Though critics noted the film's unrelenting bleakness and how it is not an easy watch, Last Exit to Brooklyn was also praised for Uli Edel's direction and the performances of its actors. Vincent Canby of The New York Times wrote the film "is both grim and eloquent. The strike scenes are some of the roughest ever seen in a fiction film." Canby added the film "has a European sensibility that works to the advantage of its American subject matter...[and] sees everything at the distance of a sober-minded alien observer. One result is that Last Exit to Brooklyn never appears to exploit its sensational subject matter." He concluded the film "suggests that physical, social, psychological and political degradation can only be understood when seen in something like their true dimensions. Without hope." In a review that awarded 3.5 stars out of 4, Roger Ebert in The Chicago Sun-Times wrote the characters "are limited in their freedom to imagine greater happiness for themselves, and yet in their very misery they embody human striving. There is more of humanity in a prostitute trying to truly love, if only for a moment, than in all of the slow-motion romantic fantasies in the world." Ebert and Gene Siskel gave the film "two thumbs up" on their syndicated At the Movies review show, saying Last Exist to Brookly had exceptionally good cinematography and realistic characters struggling with everyday dillemas which emphasized their common humanity in an engaging manner.
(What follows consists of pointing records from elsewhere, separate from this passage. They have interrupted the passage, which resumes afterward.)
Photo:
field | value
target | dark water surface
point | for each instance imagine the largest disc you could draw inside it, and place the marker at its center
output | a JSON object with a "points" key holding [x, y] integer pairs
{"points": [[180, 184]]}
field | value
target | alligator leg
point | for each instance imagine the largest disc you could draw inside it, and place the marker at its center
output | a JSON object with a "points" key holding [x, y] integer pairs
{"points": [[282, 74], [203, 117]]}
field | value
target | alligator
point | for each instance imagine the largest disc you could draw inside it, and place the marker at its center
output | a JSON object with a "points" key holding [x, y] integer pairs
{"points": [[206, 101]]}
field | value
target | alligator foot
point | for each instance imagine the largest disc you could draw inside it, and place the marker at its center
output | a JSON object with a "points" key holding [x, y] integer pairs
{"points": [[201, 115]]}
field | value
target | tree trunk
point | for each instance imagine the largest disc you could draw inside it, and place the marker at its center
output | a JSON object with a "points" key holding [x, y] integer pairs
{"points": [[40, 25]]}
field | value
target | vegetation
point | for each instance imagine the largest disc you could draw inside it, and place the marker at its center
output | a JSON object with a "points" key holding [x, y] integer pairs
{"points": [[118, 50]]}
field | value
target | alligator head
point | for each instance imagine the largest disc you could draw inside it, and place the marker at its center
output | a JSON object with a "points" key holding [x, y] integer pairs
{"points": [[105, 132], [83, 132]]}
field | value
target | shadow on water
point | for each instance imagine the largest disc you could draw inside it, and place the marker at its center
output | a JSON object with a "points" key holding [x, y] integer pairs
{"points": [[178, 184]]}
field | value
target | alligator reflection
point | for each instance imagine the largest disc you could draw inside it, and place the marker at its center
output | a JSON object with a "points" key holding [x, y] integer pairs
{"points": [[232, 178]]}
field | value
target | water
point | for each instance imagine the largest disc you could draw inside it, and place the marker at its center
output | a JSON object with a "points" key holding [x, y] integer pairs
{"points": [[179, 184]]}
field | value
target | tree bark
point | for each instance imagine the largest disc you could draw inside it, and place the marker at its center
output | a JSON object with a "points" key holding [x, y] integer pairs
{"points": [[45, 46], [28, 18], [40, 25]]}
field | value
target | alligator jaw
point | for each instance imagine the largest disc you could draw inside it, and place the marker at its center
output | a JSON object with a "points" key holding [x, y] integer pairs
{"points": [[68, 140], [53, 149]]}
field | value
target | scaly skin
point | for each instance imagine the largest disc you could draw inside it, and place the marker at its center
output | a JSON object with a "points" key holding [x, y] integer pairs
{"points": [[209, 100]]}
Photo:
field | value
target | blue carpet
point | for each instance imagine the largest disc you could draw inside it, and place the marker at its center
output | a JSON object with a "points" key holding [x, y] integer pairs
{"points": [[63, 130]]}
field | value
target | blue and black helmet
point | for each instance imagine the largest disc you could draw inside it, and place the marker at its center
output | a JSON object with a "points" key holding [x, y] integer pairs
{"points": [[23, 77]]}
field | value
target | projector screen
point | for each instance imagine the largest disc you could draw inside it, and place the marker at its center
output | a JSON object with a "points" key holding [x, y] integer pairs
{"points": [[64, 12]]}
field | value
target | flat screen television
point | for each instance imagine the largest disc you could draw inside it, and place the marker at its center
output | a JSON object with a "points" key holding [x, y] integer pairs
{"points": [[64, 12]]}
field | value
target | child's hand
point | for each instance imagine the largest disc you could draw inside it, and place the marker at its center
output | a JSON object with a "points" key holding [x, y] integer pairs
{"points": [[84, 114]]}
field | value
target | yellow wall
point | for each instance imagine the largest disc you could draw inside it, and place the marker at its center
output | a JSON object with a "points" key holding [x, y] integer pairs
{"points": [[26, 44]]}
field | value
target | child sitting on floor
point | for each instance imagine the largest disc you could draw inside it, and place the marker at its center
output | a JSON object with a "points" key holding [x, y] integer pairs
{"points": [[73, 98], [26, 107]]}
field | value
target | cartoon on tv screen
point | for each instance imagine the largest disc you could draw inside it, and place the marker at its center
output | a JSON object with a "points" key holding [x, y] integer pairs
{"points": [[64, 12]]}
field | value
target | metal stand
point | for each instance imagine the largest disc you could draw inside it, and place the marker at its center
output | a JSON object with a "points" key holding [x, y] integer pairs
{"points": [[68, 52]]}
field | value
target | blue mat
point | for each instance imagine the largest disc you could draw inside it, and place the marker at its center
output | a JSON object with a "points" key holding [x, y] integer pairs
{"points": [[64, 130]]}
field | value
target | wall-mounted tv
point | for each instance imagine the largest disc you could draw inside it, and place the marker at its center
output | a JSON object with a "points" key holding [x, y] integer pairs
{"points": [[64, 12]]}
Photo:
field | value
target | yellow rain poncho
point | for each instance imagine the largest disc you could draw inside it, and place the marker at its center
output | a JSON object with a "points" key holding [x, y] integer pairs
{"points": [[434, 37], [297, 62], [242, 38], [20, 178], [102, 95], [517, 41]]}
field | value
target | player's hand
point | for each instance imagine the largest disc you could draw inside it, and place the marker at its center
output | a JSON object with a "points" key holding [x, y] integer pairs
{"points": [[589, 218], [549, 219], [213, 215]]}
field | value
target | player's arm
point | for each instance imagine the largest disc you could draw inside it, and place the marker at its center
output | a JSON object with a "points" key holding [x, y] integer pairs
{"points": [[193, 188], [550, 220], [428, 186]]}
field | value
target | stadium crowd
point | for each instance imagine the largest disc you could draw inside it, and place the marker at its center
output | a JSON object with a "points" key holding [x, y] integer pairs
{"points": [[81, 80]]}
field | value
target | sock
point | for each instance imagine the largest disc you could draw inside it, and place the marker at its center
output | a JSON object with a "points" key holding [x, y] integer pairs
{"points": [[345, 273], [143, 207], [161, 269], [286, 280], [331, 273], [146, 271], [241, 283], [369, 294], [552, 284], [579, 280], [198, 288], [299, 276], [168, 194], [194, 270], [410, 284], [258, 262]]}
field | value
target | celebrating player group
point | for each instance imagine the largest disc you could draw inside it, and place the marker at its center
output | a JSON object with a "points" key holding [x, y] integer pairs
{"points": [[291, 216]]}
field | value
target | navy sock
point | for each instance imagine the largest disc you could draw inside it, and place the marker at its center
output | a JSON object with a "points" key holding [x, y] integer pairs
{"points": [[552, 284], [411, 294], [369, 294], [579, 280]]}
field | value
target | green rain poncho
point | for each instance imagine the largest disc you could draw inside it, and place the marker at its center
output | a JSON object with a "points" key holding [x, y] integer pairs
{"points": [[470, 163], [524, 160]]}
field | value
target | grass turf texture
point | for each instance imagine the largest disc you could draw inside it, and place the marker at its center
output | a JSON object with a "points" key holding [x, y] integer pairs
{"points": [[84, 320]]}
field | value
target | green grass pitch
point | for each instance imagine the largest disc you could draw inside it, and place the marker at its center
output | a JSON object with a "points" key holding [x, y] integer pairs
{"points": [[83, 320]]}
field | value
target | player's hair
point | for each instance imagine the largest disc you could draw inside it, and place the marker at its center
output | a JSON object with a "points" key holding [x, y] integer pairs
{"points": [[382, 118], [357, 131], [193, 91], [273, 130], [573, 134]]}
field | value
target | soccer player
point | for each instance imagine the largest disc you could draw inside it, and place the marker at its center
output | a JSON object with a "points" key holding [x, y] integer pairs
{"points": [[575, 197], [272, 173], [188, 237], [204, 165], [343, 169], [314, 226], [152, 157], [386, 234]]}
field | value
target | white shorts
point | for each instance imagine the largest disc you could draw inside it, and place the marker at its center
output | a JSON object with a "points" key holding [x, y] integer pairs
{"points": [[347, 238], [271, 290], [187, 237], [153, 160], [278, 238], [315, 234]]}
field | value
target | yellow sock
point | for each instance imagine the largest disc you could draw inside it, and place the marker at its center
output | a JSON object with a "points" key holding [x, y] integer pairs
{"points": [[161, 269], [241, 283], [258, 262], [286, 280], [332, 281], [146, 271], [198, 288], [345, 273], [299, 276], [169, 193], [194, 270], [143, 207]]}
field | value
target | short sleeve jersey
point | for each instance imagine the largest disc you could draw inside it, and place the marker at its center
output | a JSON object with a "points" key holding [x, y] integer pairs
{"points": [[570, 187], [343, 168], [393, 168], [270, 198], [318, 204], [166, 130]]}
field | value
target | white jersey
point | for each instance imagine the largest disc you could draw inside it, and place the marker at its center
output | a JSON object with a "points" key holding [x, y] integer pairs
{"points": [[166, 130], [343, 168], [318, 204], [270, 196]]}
Sheila Benson of the Los Angeles Times wrote, "The strike-breaking attempt at the factory is Last Exit’s vast visual set-piece, a long and magnificently staged mass of moving bodies and machinery that shows Edel’s accomplished and painterly eye and the remarkable camera work of Stefan Czapsky." Benson singled out Jennifer Jason Leigh as the "defiantly tragic Tralala, [Jerry Ohrbach’s] [sic] implacable union leader, Stephen Lang’s self-hating Harry Black and Alexis Arquette’s dry wit-over-desperation as Georgette" as the film's standout performances.

==Accolades==
For her role as Tralala in this film and her role in Miami Blues, Jennifer Jason Leigh won the New York Film Critics Circle Award for Best Supporting Actress at the 1990 New York Film Critics Circle Awards and the Boston Society of Film Critics Award for Best Supporting Actress at the Boston Society of Film Critics Awards 1990.

== Home media ==
Last Exit to Brooklyn was released on Blu-ray by Summit Entertainment in October 2011.